Kauro Hayashi of Symantec announced the discovery of a malicious worm, named Linux.Darlloz, infecting Linux powered embedded systems. The worm seems to be targeted at the ‘Internet of things’, basically, any device capable of obtaining an IP address and connecting to the Internet. Common examples include home routers, security cameras and set-top boxes. Linux is widely used in such devices.
The worm exploits a vulnerability in PHP which was patched more than one and half years back, in May 2012. This worm currently targets the x86 architecture. However, variants for ARM, PPC, MIPS and MIPSEL have been found on the server hosting this worm. As can be inferred, an opportunity presents itself to the worm to propagate and infect a huge number of devices.
As per the post, the worm propagates by finding out devices which use familiar login credentials. For e.g. many routers are set up with default login and password which use common keywords. Once the worm is able to successfully hack into a system, it downloads itself into the device, generates random IP addresses to find the next victim. Currently, the worm seems only to propagate and has not known to perform any other malicious action.

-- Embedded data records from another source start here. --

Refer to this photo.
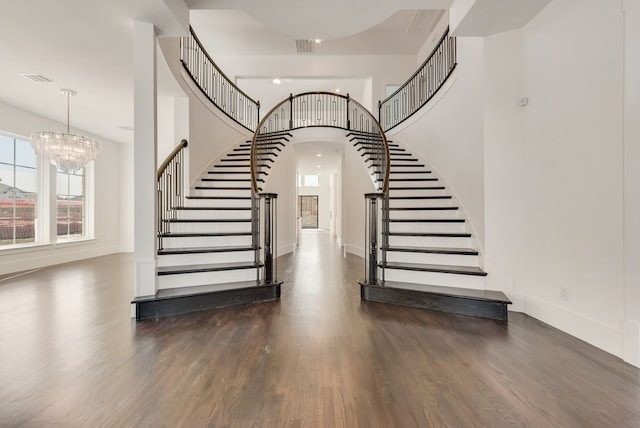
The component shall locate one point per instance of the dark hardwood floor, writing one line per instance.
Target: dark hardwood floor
(71, 356)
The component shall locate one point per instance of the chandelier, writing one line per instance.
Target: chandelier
(69, 152)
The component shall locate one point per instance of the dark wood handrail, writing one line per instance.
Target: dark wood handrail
(215, 85)
(287, 119)
(423, 84)
(183, 143)
(204, 51)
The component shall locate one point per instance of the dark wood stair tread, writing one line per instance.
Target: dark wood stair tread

Symantec recommends the following actions to protect a system from attack -
- Verify all devices connected to the network
- Update their software to the latest version
- Update their security software when it is made available on their devices
- Make device passwords stronger
- Block incoming HTTP POST requests to the following paths at the gateway or on each device if not required:
What complicates matters is that users may not even know that they are at risk as vendors of routers or set-top boxes are extremely lazy to keep such devices updated.